A month has passed since German automaker Volkswagen AG acknowledged the accusations brought by the US Environmental Protection Agency that it had purposely cheated on diesel emissions tests. And so far no concrete answers have been delivered on how the group would compensate owners or how dealers should treat them. The company announced it would deliver a fix to almost half a million cars from model years 2009-2015 in January, but also said earlier models would need to undergo some hardware modifications. Auto industry consultant Edmunds.com recently announced the price of used VW diesel autos sold at auction by dealers to other dealers had gone down 6.5 percent between September 1 and October 9. After September 18, when the scandal broke out, the average price of the cars slid from $11,319 to $10,586.

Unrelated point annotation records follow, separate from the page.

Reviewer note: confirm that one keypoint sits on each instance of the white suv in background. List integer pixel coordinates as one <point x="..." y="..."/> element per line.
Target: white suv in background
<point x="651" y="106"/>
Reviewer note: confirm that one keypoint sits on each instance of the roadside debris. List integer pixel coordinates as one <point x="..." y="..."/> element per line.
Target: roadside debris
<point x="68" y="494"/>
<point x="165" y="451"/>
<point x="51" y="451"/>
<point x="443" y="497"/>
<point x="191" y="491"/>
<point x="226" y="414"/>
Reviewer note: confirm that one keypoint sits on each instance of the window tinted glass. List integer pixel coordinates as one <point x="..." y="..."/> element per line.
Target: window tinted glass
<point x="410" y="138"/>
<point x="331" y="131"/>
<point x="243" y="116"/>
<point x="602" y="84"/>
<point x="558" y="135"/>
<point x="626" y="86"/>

That’s in stark contrast to the robust US used-car quotations, which soared 7.6 percent year-over-year during the second quarter. “The drop reflects a lot of the uncertainty and speculation that’s out there,” commented Edmunds.com analyst Jessica Caldwell. Car-buying website TrueCar has also pointed out the searches for VE diesel cars recessed by 57 percent since the scandal started last month. Lawmakers and regulators around the world are now seeking answers on how the cheating was done by the largest carmaker in Europe and how it will be punished, as well as how it will make amends.